06 January 2026, 16:58

FDP-Chef Dürr fordert Verdopplung der Grundschulausgaben auf 1,5 Prozent des BIP

Ein Junge in einer grauen und schwarzen Jacke isst mit Stäbchen in einem Klassenzimmer, mit anderen Kindern hinter ihm, einer grünen und weißen Wand, Lehrplakaten an einer weißen Wand, einer braunen Tür und einer Wanduhr.

FDP-Vorsitzender Dürr fordert Verdopplung der Grundschulförderung - FDP-Chef Dürr fordert Verdopplung der Grundschulausgaben auf 1,5 Prozent des BIP

Christian Dürr, Vorsitzender der Freien Demokratischen Partei (FDP), hat vorgeschlagen, die Ausgaben Deutschlands für Grundschulen zu verdoppeln. Seiner Ansicht nach würde eine Erhöhung der Investitionen auf 1,5 Prozent des Bruttoinlandsprodukts (BIP) eine bessere frühkindliche Bildung sichern. Derzeit gibt Deutschland nur 0,75 Prozent seines BIP für diesen Bildungsbereich aus.

Dürr betonte die Notwendigkeit einer stärkeren finanziellen Förderung zu Beginn der Schullaufbahn eines Kindes. Als Vorbild nannte er Nachbarländer wie Norwegen und Dänemark, die jeweils 2,0 bzw. 1,5 Prozent ihres BIP in Grundschulen investieren. Sein Vorschlag würde Deutschland näher an diese Werte heranführen.

Laut Dürr ließe sich die Finanzierung der Erhöhung durch einen geringen Anteil der Sondervermögen der Bundesregierung decken. Konkret verwies er darauf, dass ein Zwanzigstel dieser Rücklagen ausreichen würde, um die Kosten zu tragen. Das aktuelle Bildungsetat fällt in den Zuständigkeitsbereich von Bundesbildungsministerin Karin Prien, wobei es bisher keine aktuellen Meldungen zur BIP-Verteilung gibt. Der Vorstoß ist Teil einer breiteren Debatte über die Verbesserung des deutschen Bildungssystems. Dürrs Fokus liegt darauf, von Anfang an hochwertige Lernbedingungen zu gewährleisten.

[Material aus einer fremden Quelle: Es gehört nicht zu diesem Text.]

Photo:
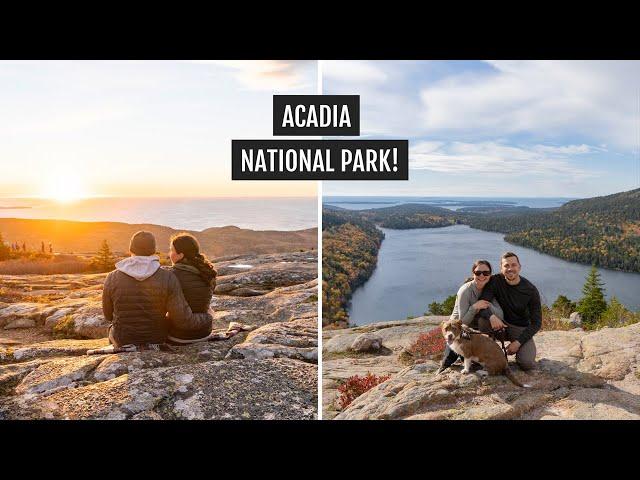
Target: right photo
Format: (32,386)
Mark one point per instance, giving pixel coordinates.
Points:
(501,281)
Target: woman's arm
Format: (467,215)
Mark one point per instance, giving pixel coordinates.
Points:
(496,309)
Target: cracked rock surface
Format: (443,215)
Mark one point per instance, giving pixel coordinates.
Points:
(579,375)
(268,373)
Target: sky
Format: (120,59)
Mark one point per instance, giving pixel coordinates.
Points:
(498,128)
(139,128)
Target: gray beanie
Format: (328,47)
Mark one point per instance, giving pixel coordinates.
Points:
(143,243)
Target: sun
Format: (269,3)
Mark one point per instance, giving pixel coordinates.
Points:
(65,188)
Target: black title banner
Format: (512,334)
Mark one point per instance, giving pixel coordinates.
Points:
(320,159)
(310,115)
(331,115)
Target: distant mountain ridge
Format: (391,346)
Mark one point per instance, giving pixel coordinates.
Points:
(86,237)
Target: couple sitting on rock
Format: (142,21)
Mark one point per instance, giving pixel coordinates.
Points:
(149,306)
(506,306)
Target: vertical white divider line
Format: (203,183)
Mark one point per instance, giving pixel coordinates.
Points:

Sollte der Plan umgesetzt werden, würde die Finanzierung der deutschen Grundschulen auf das aktuelle Niveau Dänemarks steigen. Gleichzeitig würde sich die Lücke zu den höheren Investitionen Norwegens verringern. Der Vorschlag muss nun in weiteren Diskussionen zwischen Politikern und Bildungsexperten beraten werden.